Photographier en solo est une nécessité pour moi ; je ne peux pas être authentique si je dois composer avec les attentes ou le rythme d'un compagnon de voyage. Cette liberté est la condition même de ma pratique photographique. J'ai besoin que mon temps et mes gestes m'appartiennent entièrement. Ce n'est qu'ensuite que je redeviens disponible aux autres.

Les voyages qui font l'homme

Bernard Lavilliers l'a parfaitement exprimé en chanson : « Pas moi qui ai fait les voyages. C'est les voyages qui m'ont fait. » Ces paroles résonnent profondément en moi. Mon parcours est jalonné de voyages, de rencontres improbables, mais aussi d'innombrables anecdotes marquantes.

Comme ce jour au Vietnam où, parti marcher sans but, j'ai rencontré par hasard deux grands photographes du pays, et me suis retrouvé autour d'un café dans la galerie de l'un d'eux. Ces hasards, je les provoque en me rendant disponible, en lâchant le besoin de contrôle. Parfois, les réactions des personnes que je photographie sont inattendues : il m'est arrivé que des rencontres de rue débouchent sur des relations amicales.
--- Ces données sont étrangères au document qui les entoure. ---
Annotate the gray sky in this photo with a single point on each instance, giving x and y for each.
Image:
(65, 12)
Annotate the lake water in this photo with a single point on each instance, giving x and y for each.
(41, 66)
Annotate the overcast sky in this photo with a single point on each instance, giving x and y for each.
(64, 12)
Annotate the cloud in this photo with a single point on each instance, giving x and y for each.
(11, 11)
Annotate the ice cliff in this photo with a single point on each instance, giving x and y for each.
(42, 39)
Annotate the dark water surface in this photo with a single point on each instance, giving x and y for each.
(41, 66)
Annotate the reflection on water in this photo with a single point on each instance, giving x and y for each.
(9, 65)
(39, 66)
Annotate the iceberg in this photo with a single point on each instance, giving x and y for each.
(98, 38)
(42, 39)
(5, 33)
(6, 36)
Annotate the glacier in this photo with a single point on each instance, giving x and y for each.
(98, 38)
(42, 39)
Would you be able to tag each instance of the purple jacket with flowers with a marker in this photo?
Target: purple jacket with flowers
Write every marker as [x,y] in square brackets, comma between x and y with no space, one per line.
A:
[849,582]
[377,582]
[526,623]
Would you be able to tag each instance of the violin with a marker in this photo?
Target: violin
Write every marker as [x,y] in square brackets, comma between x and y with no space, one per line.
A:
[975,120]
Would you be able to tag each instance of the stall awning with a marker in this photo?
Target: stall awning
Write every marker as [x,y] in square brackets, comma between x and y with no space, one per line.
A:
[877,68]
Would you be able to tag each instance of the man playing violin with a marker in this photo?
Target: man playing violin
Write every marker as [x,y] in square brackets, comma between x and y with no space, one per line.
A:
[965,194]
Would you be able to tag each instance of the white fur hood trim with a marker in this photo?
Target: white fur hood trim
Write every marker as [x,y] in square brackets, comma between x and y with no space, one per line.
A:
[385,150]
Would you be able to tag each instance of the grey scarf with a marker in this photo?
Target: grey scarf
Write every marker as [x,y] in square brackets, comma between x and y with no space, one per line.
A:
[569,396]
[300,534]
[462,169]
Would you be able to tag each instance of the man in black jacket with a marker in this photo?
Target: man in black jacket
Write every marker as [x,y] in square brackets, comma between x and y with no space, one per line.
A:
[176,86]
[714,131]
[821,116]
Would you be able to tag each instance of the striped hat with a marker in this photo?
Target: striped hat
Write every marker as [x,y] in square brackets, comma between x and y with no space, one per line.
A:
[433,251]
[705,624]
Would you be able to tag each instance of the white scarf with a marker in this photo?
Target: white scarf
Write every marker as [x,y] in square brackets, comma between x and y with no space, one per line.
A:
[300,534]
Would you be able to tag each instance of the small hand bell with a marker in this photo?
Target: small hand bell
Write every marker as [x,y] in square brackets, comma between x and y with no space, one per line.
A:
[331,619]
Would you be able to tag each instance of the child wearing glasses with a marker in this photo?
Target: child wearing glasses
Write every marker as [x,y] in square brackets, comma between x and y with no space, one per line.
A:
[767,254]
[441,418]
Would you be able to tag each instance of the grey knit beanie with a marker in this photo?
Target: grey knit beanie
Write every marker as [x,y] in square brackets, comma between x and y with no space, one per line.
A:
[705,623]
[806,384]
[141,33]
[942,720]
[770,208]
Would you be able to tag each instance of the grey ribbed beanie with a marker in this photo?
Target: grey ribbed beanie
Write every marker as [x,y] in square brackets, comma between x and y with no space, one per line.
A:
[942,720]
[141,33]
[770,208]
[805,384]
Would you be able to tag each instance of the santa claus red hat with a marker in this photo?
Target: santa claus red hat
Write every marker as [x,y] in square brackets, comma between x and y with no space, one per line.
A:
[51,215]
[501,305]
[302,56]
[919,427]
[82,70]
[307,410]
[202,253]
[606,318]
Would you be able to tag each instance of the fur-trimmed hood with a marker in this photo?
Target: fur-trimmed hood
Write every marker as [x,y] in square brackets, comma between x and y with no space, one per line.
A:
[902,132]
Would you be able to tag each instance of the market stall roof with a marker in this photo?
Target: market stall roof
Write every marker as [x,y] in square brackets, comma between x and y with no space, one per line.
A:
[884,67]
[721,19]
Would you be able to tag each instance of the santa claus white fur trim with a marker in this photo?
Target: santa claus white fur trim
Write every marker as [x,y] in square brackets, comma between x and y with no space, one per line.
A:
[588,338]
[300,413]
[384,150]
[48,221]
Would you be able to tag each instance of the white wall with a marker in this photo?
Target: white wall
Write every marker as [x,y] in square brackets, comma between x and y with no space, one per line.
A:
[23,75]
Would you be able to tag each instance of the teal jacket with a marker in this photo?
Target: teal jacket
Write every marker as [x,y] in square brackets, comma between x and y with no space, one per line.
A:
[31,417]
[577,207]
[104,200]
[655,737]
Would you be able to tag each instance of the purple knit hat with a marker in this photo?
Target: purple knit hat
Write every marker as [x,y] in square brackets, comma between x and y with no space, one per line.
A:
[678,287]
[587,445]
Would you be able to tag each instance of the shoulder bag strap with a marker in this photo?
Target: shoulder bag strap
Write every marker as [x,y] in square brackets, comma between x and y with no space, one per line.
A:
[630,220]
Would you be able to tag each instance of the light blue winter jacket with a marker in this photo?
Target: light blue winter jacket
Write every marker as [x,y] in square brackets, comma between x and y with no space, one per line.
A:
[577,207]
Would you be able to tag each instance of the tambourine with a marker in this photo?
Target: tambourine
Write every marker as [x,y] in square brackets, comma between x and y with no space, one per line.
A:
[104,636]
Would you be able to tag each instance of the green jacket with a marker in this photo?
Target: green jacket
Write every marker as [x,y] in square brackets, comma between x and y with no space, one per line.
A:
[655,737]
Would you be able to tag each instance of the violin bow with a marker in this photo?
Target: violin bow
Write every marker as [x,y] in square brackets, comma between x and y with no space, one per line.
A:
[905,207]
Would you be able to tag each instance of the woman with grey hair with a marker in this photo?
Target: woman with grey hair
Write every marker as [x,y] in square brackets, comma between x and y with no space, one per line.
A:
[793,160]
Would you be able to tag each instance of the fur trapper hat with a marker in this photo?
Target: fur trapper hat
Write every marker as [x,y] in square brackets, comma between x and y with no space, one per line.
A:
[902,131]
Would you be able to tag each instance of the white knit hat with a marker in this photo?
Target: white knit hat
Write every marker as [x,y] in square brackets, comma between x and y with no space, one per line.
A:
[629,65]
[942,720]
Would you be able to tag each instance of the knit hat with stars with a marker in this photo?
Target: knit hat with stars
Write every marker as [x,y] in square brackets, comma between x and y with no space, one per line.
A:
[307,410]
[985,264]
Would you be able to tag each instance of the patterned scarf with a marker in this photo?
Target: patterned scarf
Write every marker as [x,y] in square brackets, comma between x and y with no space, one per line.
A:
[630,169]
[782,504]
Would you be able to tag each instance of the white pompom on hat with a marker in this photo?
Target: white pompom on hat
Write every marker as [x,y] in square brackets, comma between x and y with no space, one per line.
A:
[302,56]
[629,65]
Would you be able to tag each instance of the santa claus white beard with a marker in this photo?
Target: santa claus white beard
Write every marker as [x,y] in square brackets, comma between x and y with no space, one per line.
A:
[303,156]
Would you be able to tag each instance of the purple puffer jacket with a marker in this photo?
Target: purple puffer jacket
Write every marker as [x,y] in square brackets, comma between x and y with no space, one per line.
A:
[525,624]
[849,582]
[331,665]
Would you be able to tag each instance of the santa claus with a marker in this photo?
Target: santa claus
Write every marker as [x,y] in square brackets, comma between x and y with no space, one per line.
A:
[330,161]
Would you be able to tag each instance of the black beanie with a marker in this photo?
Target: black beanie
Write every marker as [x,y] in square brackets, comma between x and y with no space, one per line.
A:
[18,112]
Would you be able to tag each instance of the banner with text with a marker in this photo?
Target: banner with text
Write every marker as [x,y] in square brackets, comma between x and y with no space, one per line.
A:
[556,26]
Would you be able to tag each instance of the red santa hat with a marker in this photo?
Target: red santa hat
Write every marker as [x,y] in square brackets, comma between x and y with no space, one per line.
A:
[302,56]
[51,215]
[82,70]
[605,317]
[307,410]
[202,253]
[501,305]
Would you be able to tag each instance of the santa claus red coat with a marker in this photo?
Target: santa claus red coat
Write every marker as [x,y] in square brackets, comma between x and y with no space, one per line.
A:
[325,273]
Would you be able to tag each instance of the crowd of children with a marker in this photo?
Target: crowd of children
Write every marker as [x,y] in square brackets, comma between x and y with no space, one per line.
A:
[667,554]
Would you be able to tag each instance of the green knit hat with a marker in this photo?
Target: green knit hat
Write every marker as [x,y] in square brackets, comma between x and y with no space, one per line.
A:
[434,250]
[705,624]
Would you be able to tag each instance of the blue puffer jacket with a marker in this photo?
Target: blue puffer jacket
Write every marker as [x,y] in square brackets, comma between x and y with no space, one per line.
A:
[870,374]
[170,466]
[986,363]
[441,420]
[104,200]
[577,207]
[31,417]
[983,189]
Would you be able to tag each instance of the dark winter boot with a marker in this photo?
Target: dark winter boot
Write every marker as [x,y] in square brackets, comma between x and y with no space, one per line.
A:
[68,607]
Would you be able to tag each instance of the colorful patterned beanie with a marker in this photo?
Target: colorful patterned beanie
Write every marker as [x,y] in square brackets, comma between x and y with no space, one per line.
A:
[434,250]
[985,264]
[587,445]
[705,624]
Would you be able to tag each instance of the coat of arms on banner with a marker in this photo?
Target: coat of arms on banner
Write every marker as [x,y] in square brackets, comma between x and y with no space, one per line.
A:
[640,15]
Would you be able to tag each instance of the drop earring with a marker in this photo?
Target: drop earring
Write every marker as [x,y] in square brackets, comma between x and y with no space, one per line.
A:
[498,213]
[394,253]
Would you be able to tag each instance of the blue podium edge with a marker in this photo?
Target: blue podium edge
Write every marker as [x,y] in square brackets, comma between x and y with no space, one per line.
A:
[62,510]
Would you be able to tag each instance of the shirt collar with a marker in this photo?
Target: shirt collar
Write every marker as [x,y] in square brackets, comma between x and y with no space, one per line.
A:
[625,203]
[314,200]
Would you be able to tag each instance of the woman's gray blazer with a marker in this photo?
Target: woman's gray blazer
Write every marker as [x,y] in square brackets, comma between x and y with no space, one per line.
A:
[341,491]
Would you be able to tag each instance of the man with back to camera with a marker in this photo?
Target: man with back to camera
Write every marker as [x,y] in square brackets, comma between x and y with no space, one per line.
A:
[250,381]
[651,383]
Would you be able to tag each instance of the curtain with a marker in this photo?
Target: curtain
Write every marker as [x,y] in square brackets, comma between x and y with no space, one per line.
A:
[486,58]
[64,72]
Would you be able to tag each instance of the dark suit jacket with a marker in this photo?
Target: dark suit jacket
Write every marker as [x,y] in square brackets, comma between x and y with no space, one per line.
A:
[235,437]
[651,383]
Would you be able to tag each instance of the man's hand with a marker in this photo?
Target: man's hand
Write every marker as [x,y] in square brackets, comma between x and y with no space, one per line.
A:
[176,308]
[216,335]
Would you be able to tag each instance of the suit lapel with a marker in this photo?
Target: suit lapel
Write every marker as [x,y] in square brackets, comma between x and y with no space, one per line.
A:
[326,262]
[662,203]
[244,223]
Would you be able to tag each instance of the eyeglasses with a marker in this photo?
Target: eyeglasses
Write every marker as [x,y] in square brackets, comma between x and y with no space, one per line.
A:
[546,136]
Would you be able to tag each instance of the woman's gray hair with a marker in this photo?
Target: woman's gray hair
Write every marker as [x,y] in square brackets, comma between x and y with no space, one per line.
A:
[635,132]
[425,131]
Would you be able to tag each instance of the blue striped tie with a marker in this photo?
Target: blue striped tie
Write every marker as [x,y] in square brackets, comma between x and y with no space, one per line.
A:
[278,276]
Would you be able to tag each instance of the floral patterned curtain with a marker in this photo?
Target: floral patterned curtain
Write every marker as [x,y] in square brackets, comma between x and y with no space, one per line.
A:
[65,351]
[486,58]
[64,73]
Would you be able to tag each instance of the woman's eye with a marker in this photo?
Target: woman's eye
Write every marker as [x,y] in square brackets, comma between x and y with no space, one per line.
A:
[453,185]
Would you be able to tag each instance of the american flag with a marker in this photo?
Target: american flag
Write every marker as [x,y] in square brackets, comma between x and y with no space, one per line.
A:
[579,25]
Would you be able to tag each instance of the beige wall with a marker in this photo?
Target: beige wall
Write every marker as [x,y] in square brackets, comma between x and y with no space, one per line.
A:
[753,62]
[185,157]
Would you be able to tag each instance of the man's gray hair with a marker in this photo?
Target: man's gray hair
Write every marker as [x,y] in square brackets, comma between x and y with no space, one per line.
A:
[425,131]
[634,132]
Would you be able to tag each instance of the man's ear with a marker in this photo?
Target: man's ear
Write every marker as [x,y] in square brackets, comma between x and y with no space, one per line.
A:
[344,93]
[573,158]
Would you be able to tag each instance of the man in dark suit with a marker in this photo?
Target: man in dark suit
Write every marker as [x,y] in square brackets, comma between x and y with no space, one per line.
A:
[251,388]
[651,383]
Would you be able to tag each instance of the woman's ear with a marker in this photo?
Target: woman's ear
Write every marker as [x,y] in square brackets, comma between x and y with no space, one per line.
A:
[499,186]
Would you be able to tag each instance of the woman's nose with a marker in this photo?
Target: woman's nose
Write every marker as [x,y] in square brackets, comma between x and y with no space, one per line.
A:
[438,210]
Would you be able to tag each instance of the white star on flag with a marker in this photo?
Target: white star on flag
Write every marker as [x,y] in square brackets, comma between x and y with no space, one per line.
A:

Il y a aussi ces moments de frustration, comme cette excellente image que j'ai effacée par erreur sur l'écran LCD de mon boîtier alors que je voulais simplement faire de la place sur ma carte mémoire. Ces petits drames du numérique font aussi partie de l'apprentissage.

Ce qui compte vraiment

La photographie est ainsi devenue le prolongement naturel de ma façon de vivre. J'y cherche le même sens de la liberté, la même simplicité que dans mon quotidien. L'accumulation matérielle et la course à la réussite sociale m'indiffèrent totalement. Je préfère l'indépendance, le minimalisme, le voyage au rythme lent. Cette façon d'être n'est pas un effort : seulement quelque chose qui s'est imposé à moi clairement.

Ce qui m'importe avant tout, c'est le plaisir de créer, puis la résonance intime qu'une photo peut provoquer chez quelqu’un. Je crois qu’une photo n’est bonne que lorsqu’elle parvient à toucher l'émotion du spectateur – ce qui provient très souvent de l’instant capturé, et si possible d’une composition maîtrisée même dans le feu de l'action. Je suis curieux de la rencontre entre l'image et le regard du visiteur. Parfois, un spectateur s'attarde devant une photographie et y découvre un sens que je n'avais pas formulé moi-même. Alors la photo prend une autre dimension.

Les compliments, en comparaison, comptent peu. Oui, ils flattent et font plaisir, mais ils ne nourrissent pas comme le fait de surprendre une émotion instantanée chez quelqu'un. Les critiques ont aussi leur valeur : elles ouvrent sur d'autres points de vue, que je prends en compte lorsque cela me paraît juste.

En fin de compte, ma photographie n'est pas une carrière ni un produit. Comme dans ma vie, je ne cherche pas à forcer les choses : je regarde seulement ce qui se présente. Il me reste alors à dire oui ou non. C'est ma manière de vivre. Elle est en décalage, minoritaire. C'est ainsi. C'est la mienne. Une façon d'habiter le monde sans précipitation, d'accorder de l'attention aux choses et aux personnes autour de moi, et de capturer des images qui deviennent les témoins silencieux de ce que j'ai vu.

Cette démarche constitue le développement d'une approche photographique documentaire personnelle.